ネーメ・ヤルヴィ&エーテボリ響によるニールセンの≪不滅≫を聴いて

ネーメ・ヤルヴィ&エーテボリ響によるニールセンの≪不滅≫(1990年録音)を聴いてみました。
NML(ナクソス・ミュージック・ライブラリー)に収蔵されている音盤での鑑賞になります。

明快な演奏であります。生き生きとしていて、躍動感に満ちている。骨太で、逞しい生命力の宿っている演奏だとも言いたい。
しかも、演奏ぶりは頗る率直。見通しの良い演奏となっています。そのため、あまり込み入ったような音楽として響かずに、とても聴きやく、ス~と作品の世界に入り込めることができる。更には、ニールセンならではのウィットや、シニカルな表情も、しっかりと刻み込まれている。
そのうえで、充分に劇的。気宇が大きくもある。適度に、威風堂々とした風情が滲み出てもいる。
(ニールセンの音楽は、元来がとても威風堂々としたものであると考えています。)
第4部でのティンパニの連打も、壮絶とまでは言わない(そう、スッキリと進められている)までも、充分なるアクセントとなっている。
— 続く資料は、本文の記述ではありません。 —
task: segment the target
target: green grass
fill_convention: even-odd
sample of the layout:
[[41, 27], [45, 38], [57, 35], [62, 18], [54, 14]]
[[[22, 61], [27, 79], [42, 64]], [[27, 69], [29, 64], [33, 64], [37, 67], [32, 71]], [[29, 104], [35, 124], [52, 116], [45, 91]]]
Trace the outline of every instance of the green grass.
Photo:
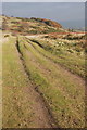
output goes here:
[[[55, 63], [59, 63], [60, 65], [66, 67], [72, 73], [77, 74], [85, 78], [85, 57], [84, 57], [85, 55], [82, 56], [80, 52], [79, 53], [76, 52], [76, 49], [74, 49], [75, 50], [74, 51], [71, 47], [71, 43], [53, 47], [49, 42], [46, 42], [45, 40], [32, 39], [32, 41], [42, 47], [42, 49], [40, 49], [39, 51], [44, 55], [48, 56], [49, 58], [52, 58]], [[36, 48], [38, 49], [39, 47]], [[72, 53], [71, 51], [75, 53]]]
[[28, 91], [26, 91], [30, 84], [21, 64], [15, 40], [10, 37], [2, 47], [3, 128], [26, 128], [34, 125], [29, 122], [32, 117], [34, 118], [34, 112], [30, 108], [33, 102], [28, 100]]
[[[34, 40], [27, 42], [20, 38], [18, 42], [29, 78], [42, 93], [58, 123], [66, 128], [83, 127], [83, 84], [53, 62], [58, 61], [57, 56], [45, 51]], [[52, 60], [49, 60], [50, 56]]]

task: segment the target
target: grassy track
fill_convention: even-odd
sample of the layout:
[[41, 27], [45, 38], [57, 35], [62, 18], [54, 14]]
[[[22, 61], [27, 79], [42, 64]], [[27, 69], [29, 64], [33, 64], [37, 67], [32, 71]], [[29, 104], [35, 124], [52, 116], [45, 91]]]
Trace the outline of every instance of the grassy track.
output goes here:
[[[52, 58], [55, 63], [62, 65], [72, 73], [85, 77], [85, 58], [84, 58], [85, 55], [82, 56], [77, 54], [76, 51], [74, 53], [67, 53], [67, 51], [65, 50], [71, 50], [72, 46], [66, 44], [64, 47], [62, 46], [54, 47], [51, 46], [51, 43], [45, 41], [45, 39], [39, 40], [39, 38], [36, 38], [30, 40], [34, 41], [35, 44], [37, 43], [38, 46], [41, 47], [40, 50], [38, 50], [38, 47], [36, 46], [37, 50], [40, 51], [44, 55], [48, 56], [49, 58]], [[58, 44], [58, 42], [55, 44]]]
[[[29, 79], [36, 84], [60, 127], [84, 127], [84, 80], [54, 63], [38, 43], [20, 37], [18, 50]], [[52, 55], [53, 57], [53, 55]]]
[[54, 126], [40, 95], [24, 70], [16, 38], [3, 43], [3, 128], [51, 128]]

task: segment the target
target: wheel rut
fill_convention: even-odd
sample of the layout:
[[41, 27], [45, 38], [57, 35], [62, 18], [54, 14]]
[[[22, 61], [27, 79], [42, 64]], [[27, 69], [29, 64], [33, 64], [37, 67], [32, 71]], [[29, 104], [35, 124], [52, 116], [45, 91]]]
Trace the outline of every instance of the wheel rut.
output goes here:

エストニア生まれのN・ヤルヴィ。そのレパートリーは広範を極めており、しかも、どの曲を指揮しても生命力溢れる演奏を繰り広げてくれる指揮者でありますが、その中でも、シベリウスをはじめとした北欧物を大の得意としているN・ヤルヴィ。2014年に聴きに行ったN響との演奏会でも、グリーグ、スヴェンセン、シベリウスといった北欧の作曲家の作品を並べたプログラムを組んでいて、素敵な演奏を聞かせてくれたものでした。
そんなネーメの面目躍如たる、自信に満ちた、素晴らしいニールセンであると思います。更に言えば、逞しい筆致で描かれていつつも、自然体な姿をしているニールセンを見出すことができる。そのうえで、繰り返しになりますが、とても聴きやすい。
この作品の魅力を存分に味わうことのできる、素敵な素敵な演奏であります。